Planning Poker

Planning Poker (also known as Scrum Poker) is a very popular technique proposed in 2002 by James Grenning. Each player uses a set of cards with Fibonacci sequence numbers on it to estimate the overall effort of a task in Story Points.

Planning Poker procedure

Take in mind that with great popularity came multiple variations of this technique, each team tend to adapt it for their needs. Classic procedure is as follows:

  1. The Product Owner provides a short overview of a user story that will be estimated by the team. The team can ask questions.
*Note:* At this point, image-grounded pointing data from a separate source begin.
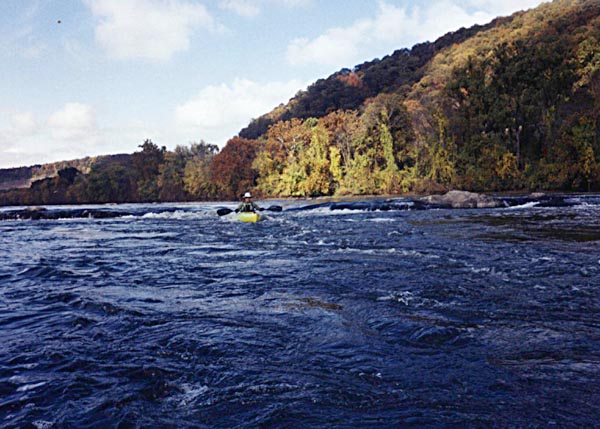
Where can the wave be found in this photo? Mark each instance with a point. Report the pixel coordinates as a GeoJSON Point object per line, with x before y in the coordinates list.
{"type": "Point", "coordinates": [195, 211]}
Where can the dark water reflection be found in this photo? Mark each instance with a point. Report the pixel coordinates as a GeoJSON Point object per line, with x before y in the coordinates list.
{"type": "Point", "coordinates": [349, 319]}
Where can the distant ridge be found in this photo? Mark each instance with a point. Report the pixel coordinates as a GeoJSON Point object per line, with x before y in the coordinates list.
{"type": "Point", "coordinates": [23, 177]}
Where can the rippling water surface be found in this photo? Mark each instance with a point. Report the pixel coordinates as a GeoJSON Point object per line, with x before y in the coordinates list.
{"type": "Point", "coordinates": [174, 317]}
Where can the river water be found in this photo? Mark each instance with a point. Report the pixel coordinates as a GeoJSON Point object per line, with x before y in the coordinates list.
{"type": "Point", "coordinates": [173, 317]}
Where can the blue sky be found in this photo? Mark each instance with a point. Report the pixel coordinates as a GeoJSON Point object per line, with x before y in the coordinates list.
{"type": "Point", "coordinates": [112, 73]}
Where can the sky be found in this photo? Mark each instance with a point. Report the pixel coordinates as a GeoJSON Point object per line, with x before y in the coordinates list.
{"type": "Point", "coordinates": [93, 77]}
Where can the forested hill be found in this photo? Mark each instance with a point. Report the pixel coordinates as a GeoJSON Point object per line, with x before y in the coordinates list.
{"type": "Point", "coordinates": [512, 105]}
{"type": "Point", "coordinates": [348, 89]}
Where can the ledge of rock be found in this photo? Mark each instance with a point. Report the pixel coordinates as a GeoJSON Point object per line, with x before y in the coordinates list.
{"type": "Point", "coordinates": [463, 200]}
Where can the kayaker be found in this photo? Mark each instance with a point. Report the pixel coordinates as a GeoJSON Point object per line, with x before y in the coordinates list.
{"type": "Point", "coordinates": [247, 204]}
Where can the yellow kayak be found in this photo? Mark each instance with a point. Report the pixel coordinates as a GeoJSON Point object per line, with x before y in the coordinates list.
{"type": "Point", "coordinates": [248, 217]}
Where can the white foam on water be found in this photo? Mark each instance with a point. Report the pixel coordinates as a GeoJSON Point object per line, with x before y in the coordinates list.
{"type": "Point", "coordinates": [190, 393]}
{"type": "Point", "coordinates": [382, 219]}
{"type": "Point", "coordinates": [525, 206]}
{"type": "Point", "coordinates": [403, 297]}
{"type": "Point", "coordinates": [28, 387]}
{"type": "Point", "coordinates": [177, 215]}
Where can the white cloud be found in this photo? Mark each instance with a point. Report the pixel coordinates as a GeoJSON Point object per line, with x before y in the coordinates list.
{"type": "Point", "coordinates": [220, 111]}
{"type": "Point", "coordinates": [337, 46]}
{"type": "Point", "coordinates": [394, 27]}
{"type": "Point", "coordinates": [73, 122]}
{"type": "Point", "coordinates": [23, 124]}
{"type": "Point", "coordinates": [149, 29]}
{"type": "Point", "coordinates": [69, 132]}
{"type": "Point", "coordinates": [251, 8]}
{"type": "Point", "coordinates": [246, 8]}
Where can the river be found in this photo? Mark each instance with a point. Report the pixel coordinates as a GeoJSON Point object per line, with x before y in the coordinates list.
{"type": "Point", "coordinates": [173, 317]}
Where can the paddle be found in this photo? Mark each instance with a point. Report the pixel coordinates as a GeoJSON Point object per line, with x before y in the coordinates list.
{"type": "Point", "coordinates": [226, 211]}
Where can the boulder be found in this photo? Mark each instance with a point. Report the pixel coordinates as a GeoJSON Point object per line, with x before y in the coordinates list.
{"type": "Point", "coordinates": [463, 200]}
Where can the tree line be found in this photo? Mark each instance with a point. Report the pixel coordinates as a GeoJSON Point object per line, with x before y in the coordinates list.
{"type": "Point", "coordinates": [514, 105]}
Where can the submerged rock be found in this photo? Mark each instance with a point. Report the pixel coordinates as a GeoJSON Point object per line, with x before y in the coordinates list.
{"type": "Point", "coordinates": [463, 200]}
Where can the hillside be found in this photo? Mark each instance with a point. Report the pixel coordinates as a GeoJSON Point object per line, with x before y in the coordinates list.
{"type": "Point", "coordinates": [511, 105]}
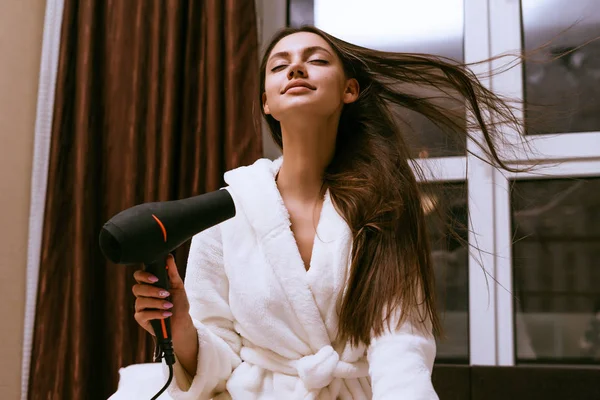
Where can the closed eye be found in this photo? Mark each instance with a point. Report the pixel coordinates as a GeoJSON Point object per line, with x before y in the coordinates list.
{"type": "Point", "coordinates": [277, 68]}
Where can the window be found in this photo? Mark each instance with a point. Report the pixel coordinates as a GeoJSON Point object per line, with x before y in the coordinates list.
{"type": "Point", "coordinates": [556, 261]}
{"type": "Point", "coordinates": [446, 210]}
{"type": "Point", "coordinates": [563, 93]}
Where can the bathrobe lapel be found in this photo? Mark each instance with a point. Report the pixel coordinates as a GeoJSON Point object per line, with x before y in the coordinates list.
{"type": "Point", "coordinates": [258, 196]}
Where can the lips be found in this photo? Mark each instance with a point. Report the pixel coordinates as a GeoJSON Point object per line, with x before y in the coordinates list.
{"type": "Point", "coordinates": [298, 83]}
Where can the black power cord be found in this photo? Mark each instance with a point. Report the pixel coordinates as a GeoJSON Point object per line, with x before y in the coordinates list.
{"type": "Point", "coordinates": [164, 349]}
{"type": "Point", "coordinates": [157, 395]}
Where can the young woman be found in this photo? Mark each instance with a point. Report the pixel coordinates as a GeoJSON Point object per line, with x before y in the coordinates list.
{"type": "Point", "coordinates": [321, 287]}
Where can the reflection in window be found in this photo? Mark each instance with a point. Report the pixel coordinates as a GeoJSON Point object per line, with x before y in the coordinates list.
{"type": "Point", "coordinates": [425, 26]}
{"type": "Point", "coordinates": [556, 258]}
{"type": "Point", "coordinates": [564, 93]}
{"type": "Point", "coordinates": [446, 211]}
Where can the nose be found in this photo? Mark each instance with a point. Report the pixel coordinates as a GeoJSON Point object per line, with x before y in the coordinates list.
{"type": "Point", "coordinates": [297, 71]}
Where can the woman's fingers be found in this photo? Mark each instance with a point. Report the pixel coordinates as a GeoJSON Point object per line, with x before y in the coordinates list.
{"type": "Point", "coordinates": [144, 317]}
{"type": "Point", "coordinates": [143, 290]}
{"type": "Point", "coordinates": [144, 303]}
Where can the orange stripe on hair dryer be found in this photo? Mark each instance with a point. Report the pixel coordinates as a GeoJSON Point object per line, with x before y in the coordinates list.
{"type": "Point", "coordinates": [148, 232]}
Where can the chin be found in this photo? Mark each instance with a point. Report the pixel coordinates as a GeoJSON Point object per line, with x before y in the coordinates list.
{"type": "Point", "coordinates": [304, 105]}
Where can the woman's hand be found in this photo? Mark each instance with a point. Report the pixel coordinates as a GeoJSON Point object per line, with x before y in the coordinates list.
{"type": "Point", "coordinates": [151, 301]}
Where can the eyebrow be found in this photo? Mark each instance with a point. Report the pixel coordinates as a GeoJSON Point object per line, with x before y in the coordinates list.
{"type": "Point", "coordinates": [305, 52]}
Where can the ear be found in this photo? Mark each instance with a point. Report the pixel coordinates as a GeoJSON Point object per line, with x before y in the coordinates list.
{"type": "Point", "coordinates": [266, 105]}
{"type": "Point", "coordinates": [351, 92]}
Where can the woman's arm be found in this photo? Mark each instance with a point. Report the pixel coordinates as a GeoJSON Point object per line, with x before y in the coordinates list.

Potential clarifications can influence the initial scope.
  2. Everyone from the team picks one card from his set (1, 2, 3, 5, 8, 13 …) and lays it face down in front of him.
  3. When everyone is ready, the team is turning over cards.
  4. Members with the highest and lowest estimates should justify their votes and discussion continues.
  5. Repeat steps 2-4 until a consensus is reached.
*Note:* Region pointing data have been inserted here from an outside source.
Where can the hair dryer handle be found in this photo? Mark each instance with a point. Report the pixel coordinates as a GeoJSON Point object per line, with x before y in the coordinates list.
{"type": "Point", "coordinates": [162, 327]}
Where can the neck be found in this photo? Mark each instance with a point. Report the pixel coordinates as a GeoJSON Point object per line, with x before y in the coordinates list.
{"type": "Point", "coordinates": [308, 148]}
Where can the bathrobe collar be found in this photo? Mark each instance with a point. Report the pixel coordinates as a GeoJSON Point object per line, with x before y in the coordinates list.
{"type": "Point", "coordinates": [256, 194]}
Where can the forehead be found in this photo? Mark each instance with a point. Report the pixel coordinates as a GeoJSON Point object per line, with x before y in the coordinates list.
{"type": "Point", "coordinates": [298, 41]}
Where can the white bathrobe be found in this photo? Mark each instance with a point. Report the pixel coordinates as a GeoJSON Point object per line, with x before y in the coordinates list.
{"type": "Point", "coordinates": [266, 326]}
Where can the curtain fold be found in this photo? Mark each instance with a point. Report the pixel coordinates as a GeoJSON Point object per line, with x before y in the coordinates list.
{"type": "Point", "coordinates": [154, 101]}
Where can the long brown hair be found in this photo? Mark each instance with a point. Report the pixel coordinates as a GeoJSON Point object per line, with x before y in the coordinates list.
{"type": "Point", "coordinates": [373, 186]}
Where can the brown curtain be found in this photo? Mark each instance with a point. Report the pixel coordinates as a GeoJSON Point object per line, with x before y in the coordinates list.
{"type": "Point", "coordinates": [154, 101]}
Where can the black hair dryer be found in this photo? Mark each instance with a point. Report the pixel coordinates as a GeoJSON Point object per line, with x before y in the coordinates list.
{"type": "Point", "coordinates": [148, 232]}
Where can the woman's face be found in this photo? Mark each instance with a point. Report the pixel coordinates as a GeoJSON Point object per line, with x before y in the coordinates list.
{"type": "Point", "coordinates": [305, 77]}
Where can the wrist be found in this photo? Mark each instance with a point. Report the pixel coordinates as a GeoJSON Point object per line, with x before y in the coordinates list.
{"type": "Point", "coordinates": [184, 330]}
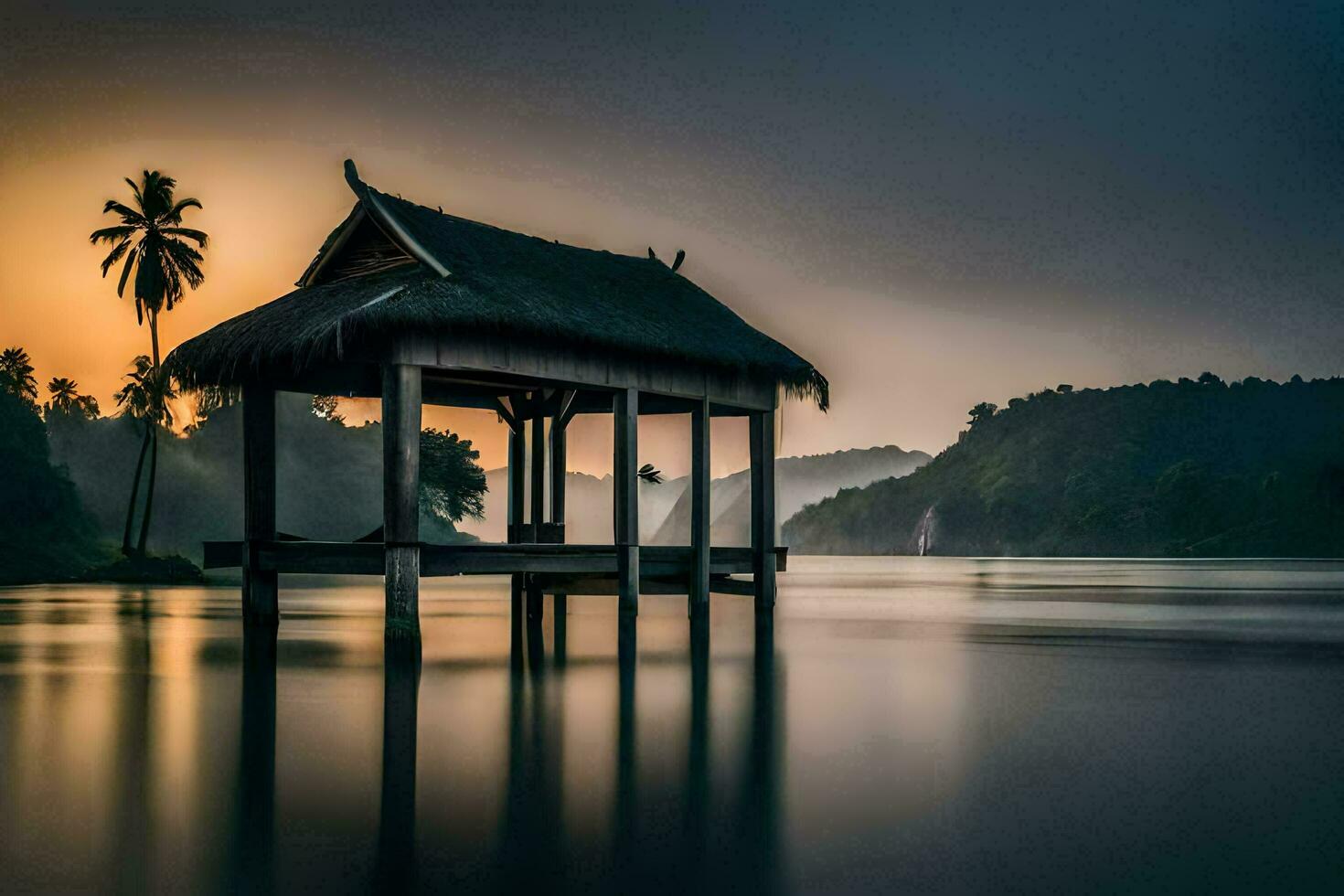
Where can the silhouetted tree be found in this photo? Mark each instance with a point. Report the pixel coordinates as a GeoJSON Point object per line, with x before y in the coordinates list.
{"type": "Point", "coordinates": [981, 412]}
{"type": "Point", "coordinates": [152, 242]}
{"type": "Point", "coordinates": [145, 398]}
{"type": "Point", "coordinates": [16, 375]}
{"type": "Point", "coordinates": [66, 400]}
{"type": "Point", "coordinates": [208, 400]}
{"type": "Point", "coordinates": [452, 485]}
Mind the fact, that consensus doesn’t necessarily mean that everyone needs to put the same number. The team might just agree to disagree and put the average or largest number as an estimate.

When to use Planning Poker?

With a strong focus on the discussion, this approach helps to spread the common knowledge of user stories across the team. So Planning Poker is ideal for Scrum Teams, preferably when it is unknown which developer will deal with the issue.

This method shows high accuracy in estimations.

What are the disadvantages?

Although Planning Poker deals well with new features it throttles when it comes to unknown or uncertain things such as research or bugs.

Another important factor is that this is rather time-consuming. From my experience estimating one task often takes more than 15 minutes and the bigger team the longer it takes to find the consensus.